“I don’t think there’s a darn thing the [Bush] administration can do” to rescue California from the inevitability of energy supply shortages and blackouts this summer, a White House energy official said last week.

“The White House is looking at all [of] the options they can do” to help alleviate supply shortages in the wholesale energy markets in California and the western region by summer, the official noted during a conference of the National Energy Marketers Association in Washington, D.C. last Tuesday. However, in the end, she believes California may be pretty much on its own.

The Bush administration “fully recognizes that California is not just a California-only problem,” the official said, but she doubted it would ever resort to price controls as a possible solution. “I can never say never” about price controls, but “I can’t imagine” a situation occurring in California this summer that would cause the White House to flip-flop on this issue, she told energy marketers and customers.

The White House energy task force, which is headed up by Vice President Dick Cheney, will release “sometime this spring” its much-anticipated report that will identify the nation’s energy problems and make recommendations on how to deal with them, she said. There is no date-certain for when it will be issued.

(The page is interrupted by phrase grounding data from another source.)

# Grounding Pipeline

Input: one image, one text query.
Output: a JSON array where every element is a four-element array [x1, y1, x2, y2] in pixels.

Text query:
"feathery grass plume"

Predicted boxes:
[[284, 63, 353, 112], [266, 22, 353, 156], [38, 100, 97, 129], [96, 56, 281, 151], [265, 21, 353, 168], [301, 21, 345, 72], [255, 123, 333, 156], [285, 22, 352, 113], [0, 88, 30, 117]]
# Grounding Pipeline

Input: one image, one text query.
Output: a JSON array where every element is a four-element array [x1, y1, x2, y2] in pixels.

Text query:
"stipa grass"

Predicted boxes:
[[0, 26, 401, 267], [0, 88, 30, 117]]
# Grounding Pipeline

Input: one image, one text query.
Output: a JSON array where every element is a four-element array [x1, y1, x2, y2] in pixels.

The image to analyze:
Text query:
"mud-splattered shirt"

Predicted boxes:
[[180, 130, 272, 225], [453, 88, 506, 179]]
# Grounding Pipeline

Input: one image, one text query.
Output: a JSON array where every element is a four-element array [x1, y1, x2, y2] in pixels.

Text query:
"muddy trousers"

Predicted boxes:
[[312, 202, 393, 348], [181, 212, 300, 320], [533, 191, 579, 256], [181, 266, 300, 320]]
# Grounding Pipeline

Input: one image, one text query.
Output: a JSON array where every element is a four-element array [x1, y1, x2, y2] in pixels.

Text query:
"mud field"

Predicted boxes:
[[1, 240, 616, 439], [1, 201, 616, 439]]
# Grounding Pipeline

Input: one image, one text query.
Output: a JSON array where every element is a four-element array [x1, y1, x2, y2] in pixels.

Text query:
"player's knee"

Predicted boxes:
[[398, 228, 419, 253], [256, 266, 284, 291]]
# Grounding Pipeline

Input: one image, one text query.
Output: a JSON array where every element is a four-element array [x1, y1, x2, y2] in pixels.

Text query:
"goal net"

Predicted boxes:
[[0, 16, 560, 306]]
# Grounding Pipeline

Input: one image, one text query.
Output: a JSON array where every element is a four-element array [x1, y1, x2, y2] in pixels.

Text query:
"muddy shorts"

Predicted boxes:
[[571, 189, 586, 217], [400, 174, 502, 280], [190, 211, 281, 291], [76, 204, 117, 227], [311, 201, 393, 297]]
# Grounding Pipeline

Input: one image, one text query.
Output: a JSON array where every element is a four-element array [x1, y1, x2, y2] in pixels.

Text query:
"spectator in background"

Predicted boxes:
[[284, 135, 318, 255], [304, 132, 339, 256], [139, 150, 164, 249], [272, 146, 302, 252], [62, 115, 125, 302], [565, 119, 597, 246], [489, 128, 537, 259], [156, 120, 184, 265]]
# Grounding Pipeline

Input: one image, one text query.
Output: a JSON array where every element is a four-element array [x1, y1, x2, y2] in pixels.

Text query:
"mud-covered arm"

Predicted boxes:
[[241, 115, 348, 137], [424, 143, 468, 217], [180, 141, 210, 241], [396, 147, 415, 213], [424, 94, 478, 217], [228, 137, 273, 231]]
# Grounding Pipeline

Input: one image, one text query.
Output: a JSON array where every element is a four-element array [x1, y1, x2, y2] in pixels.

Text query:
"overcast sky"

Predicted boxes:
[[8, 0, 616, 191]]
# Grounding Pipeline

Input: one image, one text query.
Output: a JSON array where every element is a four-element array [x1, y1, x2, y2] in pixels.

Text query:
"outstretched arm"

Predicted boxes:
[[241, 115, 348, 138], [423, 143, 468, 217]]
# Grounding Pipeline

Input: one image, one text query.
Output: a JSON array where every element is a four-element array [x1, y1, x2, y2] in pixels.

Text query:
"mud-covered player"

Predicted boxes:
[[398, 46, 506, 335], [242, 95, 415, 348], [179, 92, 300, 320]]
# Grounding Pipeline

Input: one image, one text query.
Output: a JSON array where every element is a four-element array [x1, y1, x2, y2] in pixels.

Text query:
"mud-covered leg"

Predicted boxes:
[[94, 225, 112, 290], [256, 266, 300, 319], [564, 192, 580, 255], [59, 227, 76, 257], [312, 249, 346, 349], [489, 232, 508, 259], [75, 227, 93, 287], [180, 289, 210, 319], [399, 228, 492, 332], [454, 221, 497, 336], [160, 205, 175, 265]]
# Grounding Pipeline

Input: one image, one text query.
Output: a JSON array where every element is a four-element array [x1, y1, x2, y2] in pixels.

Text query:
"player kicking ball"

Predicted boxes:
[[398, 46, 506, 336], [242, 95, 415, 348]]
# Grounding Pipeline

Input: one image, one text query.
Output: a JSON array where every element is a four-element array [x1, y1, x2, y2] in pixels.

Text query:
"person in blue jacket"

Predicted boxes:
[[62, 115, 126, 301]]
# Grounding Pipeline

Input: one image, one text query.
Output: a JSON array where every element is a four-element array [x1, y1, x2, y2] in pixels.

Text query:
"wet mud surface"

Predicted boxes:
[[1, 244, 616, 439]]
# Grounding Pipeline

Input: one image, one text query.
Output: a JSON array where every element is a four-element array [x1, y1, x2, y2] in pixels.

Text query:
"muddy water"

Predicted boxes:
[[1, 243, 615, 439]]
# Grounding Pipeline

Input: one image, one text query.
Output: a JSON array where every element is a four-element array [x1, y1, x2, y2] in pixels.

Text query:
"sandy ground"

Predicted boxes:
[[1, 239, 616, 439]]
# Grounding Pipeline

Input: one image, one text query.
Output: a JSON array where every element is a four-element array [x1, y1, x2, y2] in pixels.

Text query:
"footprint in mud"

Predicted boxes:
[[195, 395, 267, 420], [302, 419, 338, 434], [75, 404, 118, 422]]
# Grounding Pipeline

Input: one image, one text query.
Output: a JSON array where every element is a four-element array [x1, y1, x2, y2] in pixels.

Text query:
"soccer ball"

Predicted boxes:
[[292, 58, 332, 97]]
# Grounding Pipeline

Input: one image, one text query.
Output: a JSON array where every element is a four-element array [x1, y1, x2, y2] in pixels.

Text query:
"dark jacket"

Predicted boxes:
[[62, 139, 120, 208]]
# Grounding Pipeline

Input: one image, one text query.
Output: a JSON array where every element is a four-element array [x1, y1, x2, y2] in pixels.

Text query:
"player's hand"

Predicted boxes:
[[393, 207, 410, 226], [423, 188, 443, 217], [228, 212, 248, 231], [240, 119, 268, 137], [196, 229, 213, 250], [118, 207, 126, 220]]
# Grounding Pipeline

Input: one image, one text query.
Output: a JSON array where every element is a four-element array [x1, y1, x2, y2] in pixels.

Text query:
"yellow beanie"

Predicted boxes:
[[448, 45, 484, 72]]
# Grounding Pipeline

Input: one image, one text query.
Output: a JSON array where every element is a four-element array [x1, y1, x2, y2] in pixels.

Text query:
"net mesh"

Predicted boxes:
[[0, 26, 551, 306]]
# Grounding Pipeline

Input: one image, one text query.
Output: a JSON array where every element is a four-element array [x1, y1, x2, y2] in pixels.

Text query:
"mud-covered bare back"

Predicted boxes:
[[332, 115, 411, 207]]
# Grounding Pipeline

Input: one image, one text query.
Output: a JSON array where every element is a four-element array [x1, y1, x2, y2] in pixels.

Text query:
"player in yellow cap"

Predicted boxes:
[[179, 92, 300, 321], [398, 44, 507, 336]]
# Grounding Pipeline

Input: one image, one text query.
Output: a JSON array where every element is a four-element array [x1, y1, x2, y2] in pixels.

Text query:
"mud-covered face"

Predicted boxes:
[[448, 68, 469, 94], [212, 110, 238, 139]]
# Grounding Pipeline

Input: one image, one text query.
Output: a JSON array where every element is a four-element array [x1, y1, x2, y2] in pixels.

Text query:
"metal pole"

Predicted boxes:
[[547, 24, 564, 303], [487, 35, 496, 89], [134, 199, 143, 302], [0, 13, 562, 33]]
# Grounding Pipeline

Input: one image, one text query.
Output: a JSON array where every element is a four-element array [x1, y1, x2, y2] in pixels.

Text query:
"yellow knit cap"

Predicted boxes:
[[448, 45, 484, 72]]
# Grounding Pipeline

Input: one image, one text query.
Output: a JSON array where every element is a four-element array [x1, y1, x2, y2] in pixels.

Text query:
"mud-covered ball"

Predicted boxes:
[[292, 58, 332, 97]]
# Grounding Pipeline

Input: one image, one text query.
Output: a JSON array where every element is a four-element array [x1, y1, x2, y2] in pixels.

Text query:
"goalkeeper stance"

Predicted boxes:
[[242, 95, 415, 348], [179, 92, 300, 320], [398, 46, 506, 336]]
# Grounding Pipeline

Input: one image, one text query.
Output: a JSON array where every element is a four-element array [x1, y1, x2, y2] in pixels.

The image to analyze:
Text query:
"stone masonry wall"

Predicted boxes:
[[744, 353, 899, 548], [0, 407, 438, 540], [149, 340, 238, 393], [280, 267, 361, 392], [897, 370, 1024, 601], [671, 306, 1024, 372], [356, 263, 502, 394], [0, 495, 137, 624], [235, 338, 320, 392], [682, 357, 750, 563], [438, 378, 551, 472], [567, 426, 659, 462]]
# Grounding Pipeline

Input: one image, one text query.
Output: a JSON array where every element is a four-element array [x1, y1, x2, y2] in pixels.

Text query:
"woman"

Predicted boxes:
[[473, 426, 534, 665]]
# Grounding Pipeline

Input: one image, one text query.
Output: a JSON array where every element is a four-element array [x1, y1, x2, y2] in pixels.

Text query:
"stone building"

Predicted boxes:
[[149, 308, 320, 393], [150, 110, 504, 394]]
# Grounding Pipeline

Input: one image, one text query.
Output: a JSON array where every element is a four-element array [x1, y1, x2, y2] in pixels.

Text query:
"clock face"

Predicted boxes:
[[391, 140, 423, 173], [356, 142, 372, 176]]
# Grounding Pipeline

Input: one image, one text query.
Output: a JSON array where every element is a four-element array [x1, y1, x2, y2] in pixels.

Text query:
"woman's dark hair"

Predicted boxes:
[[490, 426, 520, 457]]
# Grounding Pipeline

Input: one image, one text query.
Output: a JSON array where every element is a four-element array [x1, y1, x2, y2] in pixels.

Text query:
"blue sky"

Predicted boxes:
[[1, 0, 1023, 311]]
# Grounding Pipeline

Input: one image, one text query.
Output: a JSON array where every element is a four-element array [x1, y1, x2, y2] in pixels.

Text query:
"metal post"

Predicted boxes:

Meanwhile, the Cabinet-level task force has been inundated with more than 800 recommendations from the energy industry and the public — with some of them ranging from “the ridiculous to the sublime” — and has developed a background report, the official said. The 10-chapter background report devotes a “significant amount of time” to two issues — alternative fuels and energy efficiency. “We hope there will be some groundbreaking…..things” in the final document, she noted. She indicated the report will not include proposals on tax or other economic incentives for the energy industry.